Cancer treatments have long been moving toward personalization finding the right drugs that work for a patient’s unique tumor, based on specific genetic and molecular patterns. Many of these targeted therapies are highly effective, but aren’t available for all cancers, including non-small cell lung cancers (NSCLCs) that have an LKB1 genetic mutation. A new study led by Salk Institute Professor Reuben Shaw and former postdoctoral fellow Lillian Eichner, now an assistant professor at Northwestern University, revealed FDA-approved trametinib and entinostat (which is currently in clinical trials) can be given in tandem to produce fewer and smaller tumors in mice with LKB1-mutated NSCLC.
“For non-small cell lung cancer cases with the LKB1 mutation, standard chemotherapy and immunotherapy treatments are not effective,” says Shaw, senior and co-corresponding author of the study, and director of Salk’s Cancer Center. “Our findings demonstrate there is a way to target these cases using drugs that are FDA-approved or already in clinical trials, so this work could easily be used for a clinical trial in humans.”
Roughly 20 percent of all NSCLCs have the LKB1 genetic mutation, which means there are no effective targeted therapies currently on the market for patients with this cancer type. To create a therapy that could target the LKB1 mutation, the researchers turned to histone deacetylases (HDACs). HDACs are proteins associated with tumor growth and cancer metastasis, with characteristic overexpression in solid tumors. Several HDAC-inhibitor drugs are already FDA-approved (safe for human use) for specific forms of lymphoma, but data on their efficacy in solid tumors or whether tumors bearing specific genetic alterations may exhibit heightened therapeutic potential has been lacking.

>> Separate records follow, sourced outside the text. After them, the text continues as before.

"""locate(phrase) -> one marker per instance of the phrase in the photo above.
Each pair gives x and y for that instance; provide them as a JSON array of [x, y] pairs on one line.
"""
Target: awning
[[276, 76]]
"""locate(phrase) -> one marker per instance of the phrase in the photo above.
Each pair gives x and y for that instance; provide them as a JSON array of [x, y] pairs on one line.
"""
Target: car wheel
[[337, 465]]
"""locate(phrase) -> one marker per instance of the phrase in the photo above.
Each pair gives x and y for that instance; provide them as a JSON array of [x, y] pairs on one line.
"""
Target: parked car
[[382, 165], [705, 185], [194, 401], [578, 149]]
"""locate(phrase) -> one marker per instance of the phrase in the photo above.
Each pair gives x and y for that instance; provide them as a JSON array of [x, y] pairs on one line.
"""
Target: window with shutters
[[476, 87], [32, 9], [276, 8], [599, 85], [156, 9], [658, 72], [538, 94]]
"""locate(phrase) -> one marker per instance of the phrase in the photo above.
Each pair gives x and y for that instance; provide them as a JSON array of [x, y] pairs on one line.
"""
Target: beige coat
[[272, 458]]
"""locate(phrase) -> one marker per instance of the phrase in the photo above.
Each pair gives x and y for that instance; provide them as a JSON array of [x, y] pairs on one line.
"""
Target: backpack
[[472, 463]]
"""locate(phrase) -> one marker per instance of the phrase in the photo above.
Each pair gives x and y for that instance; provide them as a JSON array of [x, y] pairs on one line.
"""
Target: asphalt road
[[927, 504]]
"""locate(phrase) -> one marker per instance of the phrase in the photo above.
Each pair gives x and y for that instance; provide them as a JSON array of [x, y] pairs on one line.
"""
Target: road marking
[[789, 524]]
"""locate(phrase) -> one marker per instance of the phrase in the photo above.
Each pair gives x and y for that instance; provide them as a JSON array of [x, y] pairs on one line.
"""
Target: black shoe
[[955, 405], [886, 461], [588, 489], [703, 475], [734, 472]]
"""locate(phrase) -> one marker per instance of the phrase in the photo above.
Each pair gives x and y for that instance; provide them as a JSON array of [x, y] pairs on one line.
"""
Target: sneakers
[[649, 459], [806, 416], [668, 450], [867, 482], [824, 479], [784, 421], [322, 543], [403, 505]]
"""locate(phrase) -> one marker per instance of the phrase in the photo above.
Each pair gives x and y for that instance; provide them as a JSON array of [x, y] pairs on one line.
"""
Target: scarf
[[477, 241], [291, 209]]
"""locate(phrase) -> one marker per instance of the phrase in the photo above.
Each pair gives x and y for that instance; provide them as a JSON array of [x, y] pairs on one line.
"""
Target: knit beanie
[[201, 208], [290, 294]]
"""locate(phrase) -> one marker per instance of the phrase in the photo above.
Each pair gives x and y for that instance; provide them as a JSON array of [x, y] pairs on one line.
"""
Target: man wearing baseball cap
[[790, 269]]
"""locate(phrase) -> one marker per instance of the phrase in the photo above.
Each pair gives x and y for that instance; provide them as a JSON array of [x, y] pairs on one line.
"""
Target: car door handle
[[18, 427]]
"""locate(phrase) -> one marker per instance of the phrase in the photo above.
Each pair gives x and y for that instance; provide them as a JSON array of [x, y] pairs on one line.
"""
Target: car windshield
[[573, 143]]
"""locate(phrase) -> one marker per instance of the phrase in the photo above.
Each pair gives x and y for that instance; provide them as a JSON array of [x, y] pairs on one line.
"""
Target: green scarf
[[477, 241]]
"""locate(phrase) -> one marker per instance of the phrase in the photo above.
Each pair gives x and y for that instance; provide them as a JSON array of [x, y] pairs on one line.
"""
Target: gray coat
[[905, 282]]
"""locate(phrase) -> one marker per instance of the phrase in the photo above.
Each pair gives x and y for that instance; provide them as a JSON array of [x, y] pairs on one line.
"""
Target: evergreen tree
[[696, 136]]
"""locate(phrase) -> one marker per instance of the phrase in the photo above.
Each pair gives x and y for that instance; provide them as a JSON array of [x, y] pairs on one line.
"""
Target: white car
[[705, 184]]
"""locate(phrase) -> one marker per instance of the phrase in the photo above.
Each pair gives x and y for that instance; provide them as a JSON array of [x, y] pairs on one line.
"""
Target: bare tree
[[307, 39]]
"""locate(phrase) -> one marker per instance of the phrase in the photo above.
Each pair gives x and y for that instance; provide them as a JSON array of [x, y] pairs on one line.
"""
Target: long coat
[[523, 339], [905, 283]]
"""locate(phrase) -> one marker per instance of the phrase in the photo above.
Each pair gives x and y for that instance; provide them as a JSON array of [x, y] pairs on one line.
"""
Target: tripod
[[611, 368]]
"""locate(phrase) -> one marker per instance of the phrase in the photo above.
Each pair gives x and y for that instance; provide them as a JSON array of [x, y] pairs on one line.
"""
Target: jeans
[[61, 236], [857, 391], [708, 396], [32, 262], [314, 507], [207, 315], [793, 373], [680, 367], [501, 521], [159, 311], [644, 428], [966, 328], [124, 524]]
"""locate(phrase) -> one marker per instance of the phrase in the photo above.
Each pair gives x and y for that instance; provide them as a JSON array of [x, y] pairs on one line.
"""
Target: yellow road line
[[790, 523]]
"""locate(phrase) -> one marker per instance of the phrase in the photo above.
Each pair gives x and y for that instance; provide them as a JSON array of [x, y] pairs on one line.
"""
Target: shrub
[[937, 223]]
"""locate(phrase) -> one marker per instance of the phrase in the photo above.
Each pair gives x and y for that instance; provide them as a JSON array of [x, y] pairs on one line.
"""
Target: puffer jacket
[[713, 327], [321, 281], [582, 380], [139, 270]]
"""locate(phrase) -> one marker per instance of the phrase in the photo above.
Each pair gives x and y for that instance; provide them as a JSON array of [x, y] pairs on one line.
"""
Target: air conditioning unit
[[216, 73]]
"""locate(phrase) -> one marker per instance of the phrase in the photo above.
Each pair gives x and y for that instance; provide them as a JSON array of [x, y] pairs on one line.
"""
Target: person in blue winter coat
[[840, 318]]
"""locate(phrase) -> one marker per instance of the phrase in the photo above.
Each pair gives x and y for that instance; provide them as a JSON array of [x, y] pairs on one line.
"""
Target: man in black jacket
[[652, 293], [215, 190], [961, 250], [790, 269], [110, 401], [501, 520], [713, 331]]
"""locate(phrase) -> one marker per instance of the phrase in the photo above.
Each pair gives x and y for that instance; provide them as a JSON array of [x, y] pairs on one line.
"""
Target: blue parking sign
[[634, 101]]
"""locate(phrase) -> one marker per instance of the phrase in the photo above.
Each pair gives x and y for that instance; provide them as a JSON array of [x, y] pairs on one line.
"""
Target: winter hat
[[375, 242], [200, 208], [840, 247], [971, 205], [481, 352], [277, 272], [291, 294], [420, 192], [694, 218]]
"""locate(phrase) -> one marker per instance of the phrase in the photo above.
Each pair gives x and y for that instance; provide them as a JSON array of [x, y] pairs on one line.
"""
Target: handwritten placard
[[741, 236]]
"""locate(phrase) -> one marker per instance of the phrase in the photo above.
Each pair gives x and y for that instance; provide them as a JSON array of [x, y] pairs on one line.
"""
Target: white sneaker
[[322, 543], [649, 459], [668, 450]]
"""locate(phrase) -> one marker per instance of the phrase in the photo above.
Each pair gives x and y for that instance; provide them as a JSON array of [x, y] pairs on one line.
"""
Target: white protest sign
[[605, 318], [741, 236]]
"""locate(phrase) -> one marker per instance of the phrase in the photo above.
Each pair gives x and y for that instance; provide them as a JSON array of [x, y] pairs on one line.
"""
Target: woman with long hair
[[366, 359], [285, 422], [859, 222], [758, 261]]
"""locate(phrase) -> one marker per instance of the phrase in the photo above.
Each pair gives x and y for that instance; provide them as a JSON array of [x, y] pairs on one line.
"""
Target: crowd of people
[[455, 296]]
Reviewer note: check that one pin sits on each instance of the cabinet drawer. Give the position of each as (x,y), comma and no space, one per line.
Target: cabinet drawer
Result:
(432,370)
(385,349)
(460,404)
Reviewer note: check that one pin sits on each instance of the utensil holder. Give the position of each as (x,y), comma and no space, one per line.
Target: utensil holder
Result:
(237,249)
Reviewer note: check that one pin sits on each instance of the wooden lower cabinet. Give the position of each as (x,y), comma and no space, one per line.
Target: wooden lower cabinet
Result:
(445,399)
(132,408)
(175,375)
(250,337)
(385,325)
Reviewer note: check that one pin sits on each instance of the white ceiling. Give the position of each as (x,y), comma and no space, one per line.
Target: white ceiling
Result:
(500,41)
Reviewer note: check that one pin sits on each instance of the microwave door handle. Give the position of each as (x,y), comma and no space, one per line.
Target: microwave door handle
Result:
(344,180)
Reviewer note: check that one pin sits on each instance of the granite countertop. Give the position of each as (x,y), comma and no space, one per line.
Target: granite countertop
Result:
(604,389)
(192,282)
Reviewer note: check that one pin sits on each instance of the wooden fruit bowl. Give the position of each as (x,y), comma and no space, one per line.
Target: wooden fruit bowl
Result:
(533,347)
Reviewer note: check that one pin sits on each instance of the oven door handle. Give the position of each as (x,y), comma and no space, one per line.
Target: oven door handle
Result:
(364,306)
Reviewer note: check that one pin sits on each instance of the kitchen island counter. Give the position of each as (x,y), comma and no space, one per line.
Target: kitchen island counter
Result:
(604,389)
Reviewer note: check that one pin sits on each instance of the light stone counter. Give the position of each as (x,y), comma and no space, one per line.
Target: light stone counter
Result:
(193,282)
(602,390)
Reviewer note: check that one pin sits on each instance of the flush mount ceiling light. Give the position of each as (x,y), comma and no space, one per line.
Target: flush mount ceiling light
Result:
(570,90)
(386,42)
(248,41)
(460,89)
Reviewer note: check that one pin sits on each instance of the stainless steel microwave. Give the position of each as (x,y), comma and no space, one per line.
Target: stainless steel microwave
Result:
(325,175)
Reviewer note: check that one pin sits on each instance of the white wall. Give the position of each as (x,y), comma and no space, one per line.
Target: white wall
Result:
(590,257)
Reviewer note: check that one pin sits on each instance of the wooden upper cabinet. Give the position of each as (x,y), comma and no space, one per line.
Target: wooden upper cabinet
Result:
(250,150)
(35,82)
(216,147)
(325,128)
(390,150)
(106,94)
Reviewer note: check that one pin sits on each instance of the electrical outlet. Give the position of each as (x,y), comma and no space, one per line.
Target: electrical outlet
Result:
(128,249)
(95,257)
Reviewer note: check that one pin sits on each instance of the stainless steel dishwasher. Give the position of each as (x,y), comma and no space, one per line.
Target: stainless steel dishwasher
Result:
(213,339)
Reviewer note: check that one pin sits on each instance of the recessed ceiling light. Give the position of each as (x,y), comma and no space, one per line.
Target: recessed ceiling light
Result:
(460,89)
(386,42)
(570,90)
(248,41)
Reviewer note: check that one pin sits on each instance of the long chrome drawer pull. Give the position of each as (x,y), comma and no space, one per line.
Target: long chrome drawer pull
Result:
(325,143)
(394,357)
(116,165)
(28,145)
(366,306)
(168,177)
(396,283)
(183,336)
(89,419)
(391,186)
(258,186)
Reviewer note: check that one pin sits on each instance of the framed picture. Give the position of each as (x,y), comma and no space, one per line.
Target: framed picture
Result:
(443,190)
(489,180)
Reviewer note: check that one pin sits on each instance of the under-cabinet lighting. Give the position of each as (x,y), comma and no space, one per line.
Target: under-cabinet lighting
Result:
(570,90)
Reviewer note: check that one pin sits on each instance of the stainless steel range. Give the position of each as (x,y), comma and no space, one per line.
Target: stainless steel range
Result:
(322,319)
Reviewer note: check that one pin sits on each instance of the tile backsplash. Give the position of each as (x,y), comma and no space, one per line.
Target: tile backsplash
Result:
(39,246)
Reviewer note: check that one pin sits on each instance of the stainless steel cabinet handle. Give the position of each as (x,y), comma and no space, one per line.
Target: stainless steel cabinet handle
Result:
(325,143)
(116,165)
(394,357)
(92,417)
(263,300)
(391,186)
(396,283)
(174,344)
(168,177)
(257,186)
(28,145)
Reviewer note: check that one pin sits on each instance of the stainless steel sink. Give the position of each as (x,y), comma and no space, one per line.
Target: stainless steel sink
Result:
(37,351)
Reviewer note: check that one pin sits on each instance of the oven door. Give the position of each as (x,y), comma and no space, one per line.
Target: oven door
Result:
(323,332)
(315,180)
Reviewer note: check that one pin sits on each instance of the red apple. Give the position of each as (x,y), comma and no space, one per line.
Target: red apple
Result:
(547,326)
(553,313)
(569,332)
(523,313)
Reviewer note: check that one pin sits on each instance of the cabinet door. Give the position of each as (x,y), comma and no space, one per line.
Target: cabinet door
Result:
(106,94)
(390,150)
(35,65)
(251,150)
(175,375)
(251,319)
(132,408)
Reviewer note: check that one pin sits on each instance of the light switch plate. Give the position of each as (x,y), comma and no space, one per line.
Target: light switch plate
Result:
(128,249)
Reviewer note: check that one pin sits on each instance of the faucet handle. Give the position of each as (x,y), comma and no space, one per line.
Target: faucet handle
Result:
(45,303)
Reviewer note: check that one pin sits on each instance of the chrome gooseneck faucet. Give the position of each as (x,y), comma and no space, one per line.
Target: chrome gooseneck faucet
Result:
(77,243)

Based on previous findings connecting the LKB1 gene to three other HDACs that all rely on HDAC3, the team started by conducting a genetic analysis of HDAC3 in mouse models of NSCLC, discovering an unexpectedly critical role for HDAC3 in multiple models. After establishing that HDAC3 was critical for the growth of the difficult-to-treat LKB1-mutant tumors, the researchers investigated whether pharmacologically blocking HDAC3 could give a similarly potent effect.
The team was curious about testing two drugs, entinostat (an HDAC inhibitor in clinical trials known to target HDAC1 and HDAC3) and FDA-approved trametinib (an inhibitor for a different class of enzymes related to cancer). Tumors often become quickly resistant to trametinib, but co-treatment with a drug that inhibits a protein downstream of HDAC3 helps reduce this resistance. Because that protein relies on HDAC3, the researchers believed that a drug that targets HDAC3—like entinostat—would help manage trametinib resistance, too.
After treating mice with LKB1-mutated lung cancer with variable treatment regimens for 42 days, the team found that mice given both entinostat and trametinib had 79 percent less tumor volume and 63 percent fewer tumors in their lungs than the untreated mice. Additionally, the team confirmed that entinostat was a viable treatment option in cases where a tumor was resistant to trametinib.
“We thought the whole HDAC enzyme class was directly linked to the cause of LKB1 mutant lung cancer. But we didn’t know the specific role of HDAC3 in lung tumor growth,” says first and co-corresponding author Eichner. “We’ve now shown that HDAC3 is essential in lung cancer, and that it is a druggable vulnerability in therapeutic resistance.”
The findings may lead to clinical trials to test the new regimen in humans, since entinostat is already in clinical trials and trametinib is FDA-approved. Importantly, Shaw sees this discovery as transformative for cancers beyond NSCLC, with potential applications in lymphoma, melanoma, and pancreatic cancer.
“Our lab has committed years to this project, taking small and meaningful steps toward these findings,” says Shaw, holder of the William R. Brody Chair. “This is truly a success story for how basic discovery science can lead to therapeutic solutions in the not-so-distant future.”
“My independent laboratory is fortunate to be part of the Lurie Cancer Center at the Feinberg School of Medicine at Northwestern University, which is very supportive of translational research. We hope that this environment will facilitate the initiation of a clinical trial based on these findings,” says Eichner.